Saudi Arabia’s New Rules for Ramadan Draw Criticism

The Saudi Islamic Affairs Ministry has recently announced new rules and regulations for observing the holy month of Ramadan in 2023. However, the rules have sparked criticism and have upset many Muslims worldwide.

Analyst Sami Hamdi expressed his opinion on Twitter that the new rules are a move towards a new Saudi identity that does not prioritize Islam as a major pillar. He stated, “MBS is pushing Islam out of public life.”

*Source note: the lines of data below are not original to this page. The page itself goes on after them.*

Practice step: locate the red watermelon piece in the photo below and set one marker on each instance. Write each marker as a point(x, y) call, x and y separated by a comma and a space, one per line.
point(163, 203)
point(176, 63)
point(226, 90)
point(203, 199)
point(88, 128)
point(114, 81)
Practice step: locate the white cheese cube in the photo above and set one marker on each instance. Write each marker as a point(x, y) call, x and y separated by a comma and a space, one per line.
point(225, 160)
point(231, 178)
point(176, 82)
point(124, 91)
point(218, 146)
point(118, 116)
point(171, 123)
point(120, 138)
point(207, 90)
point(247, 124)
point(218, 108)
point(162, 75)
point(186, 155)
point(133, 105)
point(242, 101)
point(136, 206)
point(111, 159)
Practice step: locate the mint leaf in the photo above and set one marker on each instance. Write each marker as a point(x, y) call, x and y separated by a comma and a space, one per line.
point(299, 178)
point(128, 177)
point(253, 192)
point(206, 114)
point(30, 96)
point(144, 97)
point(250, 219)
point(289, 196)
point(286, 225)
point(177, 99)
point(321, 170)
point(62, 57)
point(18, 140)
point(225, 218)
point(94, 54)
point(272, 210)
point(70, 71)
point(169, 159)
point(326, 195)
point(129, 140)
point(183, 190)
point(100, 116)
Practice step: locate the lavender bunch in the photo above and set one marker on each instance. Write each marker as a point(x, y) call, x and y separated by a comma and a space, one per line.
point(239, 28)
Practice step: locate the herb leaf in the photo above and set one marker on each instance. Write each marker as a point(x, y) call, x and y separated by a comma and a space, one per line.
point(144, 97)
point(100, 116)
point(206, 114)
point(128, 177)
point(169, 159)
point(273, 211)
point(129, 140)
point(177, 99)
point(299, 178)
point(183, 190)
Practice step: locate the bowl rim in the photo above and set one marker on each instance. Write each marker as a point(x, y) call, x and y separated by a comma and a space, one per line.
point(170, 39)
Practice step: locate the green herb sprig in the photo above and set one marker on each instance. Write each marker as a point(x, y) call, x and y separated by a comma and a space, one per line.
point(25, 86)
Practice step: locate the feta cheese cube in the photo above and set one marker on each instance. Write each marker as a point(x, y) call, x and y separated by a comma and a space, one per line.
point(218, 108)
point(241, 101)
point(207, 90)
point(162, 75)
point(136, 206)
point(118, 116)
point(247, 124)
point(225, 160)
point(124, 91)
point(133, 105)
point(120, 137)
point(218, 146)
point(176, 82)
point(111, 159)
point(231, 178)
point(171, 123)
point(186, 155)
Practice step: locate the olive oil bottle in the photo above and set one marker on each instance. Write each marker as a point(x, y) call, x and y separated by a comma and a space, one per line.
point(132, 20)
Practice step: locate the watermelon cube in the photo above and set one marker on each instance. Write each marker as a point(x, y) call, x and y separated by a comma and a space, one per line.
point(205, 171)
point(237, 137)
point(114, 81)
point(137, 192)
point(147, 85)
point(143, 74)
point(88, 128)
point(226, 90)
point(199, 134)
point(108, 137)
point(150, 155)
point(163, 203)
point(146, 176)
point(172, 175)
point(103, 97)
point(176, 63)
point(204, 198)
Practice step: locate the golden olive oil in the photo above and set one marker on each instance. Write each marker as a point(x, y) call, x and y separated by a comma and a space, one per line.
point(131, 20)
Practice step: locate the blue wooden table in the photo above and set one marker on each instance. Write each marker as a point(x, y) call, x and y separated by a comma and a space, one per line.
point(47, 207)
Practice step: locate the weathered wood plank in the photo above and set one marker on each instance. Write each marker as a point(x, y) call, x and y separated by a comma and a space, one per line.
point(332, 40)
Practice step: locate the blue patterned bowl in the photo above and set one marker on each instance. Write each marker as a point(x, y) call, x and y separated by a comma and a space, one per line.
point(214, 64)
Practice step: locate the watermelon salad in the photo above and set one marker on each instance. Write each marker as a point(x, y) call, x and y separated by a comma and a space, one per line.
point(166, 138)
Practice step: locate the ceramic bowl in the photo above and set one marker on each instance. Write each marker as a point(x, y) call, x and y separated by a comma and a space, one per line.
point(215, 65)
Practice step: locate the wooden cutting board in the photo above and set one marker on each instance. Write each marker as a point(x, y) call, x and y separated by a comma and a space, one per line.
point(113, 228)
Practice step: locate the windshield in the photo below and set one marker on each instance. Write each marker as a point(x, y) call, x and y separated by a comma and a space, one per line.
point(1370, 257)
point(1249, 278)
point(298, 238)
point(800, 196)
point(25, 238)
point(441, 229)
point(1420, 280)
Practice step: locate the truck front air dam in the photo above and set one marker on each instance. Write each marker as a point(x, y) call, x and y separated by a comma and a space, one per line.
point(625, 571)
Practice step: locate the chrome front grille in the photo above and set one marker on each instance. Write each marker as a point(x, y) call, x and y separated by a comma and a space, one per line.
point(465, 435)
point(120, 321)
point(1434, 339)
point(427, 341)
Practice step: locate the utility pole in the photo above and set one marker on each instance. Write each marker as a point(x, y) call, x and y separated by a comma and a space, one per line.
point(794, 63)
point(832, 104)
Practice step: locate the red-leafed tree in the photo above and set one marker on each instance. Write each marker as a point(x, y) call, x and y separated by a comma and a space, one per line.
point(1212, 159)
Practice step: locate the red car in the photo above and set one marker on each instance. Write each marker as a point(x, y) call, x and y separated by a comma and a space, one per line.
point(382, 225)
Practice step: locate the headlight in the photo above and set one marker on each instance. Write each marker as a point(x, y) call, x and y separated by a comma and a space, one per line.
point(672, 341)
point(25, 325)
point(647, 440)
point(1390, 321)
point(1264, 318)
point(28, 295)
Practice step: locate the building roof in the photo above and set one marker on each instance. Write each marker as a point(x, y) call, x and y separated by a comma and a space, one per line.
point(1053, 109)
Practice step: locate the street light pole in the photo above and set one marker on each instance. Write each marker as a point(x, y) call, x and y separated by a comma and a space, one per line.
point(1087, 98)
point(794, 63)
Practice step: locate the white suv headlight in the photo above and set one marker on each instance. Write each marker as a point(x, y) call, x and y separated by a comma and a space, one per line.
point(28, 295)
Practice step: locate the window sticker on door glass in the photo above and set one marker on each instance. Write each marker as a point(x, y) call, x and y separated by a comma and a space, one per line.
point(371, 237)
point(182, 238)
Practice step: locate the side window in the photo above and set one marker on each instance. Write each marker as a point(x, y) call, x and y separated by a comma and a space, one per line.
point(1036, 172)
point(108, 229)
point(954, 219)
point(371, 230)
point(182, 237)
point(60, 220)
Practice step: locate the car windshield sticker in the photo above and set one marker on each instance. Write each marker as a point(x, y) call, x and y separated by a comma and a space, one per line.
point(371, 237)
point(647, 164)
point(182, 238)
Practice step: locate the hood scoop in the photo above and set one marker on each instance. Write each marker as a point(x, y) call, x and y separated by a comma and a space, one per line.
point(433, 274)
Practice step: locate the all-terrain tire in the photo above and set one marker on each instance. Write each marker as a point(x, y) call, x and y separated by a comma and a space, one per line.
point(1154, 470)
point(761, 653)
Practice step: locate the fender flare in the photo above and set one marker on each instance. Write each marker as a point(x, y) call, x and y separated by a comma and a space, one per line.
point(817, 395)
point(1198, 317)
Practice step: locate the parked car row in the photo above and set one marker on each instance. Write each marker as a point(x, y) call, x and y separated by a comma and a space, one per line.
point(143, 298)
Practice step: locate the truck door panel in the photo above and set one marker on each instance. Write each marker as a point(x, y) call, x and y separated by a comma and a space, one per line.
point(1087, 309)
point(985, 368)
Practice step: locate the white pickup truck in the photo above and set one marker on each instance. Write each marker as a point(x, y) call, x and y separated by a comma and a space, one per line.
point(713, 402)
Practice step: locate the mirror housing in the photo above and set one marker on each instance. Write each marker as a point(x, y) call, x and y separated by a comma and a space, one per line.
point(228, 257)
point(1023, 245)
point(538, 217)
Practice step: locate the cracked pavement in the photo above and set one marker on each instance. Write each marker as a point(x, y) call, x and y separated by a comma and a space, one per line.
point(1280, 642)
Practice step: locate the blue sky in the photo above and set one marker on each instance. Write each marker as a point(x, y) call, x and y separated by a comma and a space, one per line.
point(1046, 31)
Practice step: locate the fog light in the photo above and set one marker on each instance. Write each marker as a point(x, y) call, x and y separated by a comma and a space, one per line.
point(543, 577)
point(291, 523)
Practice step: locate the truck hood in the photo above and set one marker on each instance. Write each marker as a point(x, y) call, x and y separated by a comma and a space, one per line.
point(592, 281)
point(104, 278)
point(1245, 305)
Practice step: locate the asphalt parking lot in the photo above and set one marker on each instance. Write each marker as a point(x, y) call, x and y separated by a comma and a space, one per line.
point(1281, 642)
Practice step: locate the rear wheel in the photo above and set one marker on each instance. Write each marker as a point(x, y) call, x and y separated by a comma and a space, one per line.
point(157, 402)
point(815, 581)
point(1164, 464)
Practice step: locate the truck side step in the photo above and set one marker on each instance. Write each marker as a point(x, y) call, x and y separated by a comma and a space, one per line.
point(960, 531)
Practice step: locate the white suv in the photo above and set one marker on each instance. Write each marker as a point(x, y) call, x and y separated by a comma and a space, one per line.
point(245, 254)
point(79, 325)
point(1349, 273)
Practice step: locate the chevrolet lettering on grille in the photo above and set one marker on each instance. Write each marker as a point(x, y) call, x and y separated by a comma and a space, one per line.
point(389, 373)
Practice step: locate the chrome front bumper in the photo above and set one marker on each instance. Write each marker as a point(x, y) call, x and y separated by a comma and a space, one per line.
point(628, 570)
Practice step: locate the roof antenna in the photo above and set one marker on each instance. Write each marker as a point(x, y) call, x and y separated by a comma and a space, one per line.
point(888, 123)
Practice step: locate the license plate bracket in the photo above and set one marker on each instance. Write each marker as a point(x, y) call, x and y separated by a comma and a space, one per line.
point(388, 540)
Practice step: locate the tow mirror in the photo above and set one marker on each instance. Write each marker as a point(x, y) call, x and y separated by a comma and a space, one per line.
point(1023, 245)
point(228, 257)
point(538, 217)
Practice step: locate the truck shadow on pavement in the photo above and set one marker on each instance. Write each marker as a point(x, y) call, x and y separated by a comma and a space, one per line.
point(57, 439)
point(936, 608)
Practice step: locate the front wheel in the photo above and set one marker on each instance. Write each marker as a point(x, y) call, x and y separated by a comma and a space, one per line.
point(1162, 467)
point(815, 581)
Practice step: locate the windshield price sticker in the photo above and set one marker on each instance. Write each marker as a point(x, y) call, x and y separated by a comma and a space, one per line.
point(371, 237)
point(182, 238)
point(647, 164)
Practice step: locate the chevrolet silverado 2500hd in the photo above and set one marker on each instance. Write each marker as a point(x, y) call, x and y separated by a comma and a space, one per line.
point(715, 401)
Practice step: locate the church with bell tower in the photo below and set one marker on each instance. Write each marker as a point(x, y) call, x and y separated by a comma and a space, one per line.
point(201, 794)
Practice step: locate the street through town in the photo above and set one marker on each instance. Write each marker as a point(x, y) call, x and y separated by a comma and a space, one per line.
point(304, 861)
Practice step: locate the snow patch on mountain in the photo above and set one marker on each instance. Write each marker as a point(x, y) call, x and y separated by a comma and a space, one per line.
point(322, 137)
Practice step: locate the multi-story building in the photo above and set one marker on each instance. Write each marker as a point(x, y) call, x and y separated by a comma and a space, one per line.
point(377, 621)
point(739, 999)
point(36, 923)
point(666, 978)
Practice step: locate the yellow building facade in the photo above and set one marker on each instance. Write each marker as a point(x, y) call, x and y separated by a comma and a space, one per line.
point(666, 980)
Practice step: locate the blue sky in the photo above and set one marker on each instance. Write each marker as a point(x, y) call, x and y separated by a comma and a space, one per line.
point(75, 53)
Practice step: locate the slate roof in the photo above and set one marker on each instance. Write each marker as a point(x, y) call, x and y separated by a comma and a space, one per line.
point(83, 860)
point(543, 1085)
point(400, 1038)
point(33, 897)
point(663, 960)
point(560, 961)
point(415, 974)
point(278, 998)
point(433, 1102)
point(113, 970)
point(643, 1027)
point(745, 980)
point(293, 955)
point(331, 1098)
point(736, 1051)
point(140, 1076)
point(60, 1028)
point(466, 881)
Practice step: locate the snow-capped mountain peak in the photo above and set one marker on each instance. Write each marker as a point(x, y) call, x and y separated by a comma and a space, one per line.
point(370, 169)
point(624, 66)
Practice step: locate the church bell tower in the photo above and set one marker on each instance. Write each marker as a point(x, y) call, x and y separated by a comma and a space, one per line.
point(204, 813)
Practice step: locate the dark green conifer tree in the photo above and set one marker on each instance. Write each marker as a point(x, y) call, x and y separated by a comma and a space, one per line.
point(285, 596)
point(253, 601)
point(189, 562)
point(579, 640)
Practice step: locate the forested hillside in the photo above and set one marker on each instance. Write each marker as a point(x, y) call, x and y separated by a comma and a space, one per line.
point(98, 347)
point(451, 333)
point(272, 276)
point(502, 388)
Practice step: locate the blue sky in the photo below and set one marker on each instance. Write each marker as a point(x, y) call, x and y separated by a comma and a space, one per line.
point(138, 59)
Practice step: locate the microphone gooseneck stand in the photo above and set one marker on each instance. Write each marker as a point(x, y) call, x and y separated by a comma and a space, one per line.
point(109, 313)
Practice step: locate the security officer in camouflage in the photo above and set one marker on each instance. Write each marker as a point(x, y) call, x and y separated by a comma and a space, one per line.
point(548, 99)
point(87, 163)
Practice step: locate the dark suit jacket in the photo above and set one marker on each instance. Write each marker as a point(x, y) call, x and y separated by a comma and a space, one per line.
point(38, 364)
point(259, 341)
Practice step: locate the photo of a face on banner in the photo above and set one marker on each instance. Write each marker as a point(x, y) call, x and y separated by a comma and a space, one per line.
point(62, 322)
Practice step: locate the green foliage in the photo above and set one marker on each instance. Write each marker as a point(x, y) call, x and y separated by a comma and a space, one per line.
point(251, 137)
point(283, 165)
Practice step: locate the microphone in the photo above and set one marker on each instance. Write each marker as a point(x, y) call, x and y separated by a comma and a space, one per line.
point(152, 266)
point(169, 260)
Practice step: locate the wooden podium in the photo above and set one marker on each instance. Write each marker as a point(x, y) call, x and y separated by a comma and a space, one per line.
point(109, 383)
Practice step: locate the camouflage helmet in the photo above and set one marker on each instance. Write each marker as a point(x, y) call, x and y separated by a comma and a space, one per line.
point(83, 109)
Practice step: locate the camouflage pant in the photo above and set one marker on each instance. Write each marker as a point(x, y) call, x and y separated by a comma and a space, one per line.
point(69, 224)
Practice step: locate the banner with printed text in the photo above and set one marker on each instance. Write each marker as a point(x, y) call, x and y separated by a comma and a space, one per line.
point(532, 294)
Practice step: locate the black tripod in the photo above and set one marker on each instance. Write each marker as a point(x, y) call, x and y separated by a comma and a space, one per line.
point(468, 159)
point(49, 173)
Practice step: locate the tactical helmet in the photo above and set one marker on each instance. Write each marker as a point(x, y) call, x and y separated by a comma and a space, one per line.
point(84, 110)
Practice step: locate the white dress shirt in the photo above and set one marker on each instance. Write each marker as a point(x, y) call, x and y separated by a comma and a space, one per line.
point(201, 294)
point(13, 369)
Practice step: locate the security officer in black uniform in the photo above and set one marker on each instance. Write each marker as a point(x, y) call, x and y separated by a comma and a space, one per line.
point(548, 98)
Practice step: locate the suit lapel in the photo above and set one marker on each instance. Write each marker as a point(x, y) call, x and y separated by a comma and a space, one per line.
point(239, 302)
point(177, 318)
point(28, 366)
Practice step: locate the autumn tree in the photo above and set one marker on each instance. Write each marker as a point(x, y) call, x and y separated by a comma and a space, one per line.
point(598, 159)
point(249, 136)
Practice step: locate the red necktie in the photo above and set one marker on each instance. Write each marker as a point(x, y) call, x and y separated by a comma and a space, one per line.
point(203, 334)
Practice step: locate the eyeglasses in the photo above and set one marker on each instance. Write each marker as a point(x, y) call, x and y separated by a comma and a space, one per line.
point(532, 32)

The regulations include prohibitions on the use of loudspeakers, i’tikaf without identification, prayer broadcasts, and iftar in mosques. Starting in 2023, there will be a ban on donations for mosques and the prohibition of after-sunset iftar meals in mosques. Children are not allowed to pray in mosques, and worshippers must bring their identification documents. The new rules also require that prayers be kept brief and that volume levels must be kept low, with the exception of the main mosques in Mecca and Medina. Additionally, no financial donations should be collected for projects to feed people who are fasting.

After the order was shared on Twitter, there was disagreement from some users. One user acknowledged the rationale behind some points, but disagreed with others. The user emphasized that all Muslims should be treated equally, regardless of nationality or ethnicity, and that small tents should be allowed for people to gather, socialize, and connect during the holy month.

Other users called the new rules “pathetic nonsense” and “another attempt to slowly remove Islam.” It is important to note that Ramadan is a time of worship and celebration, and it is crucial to respect the traditions and practices of all Muslims during this sacred time.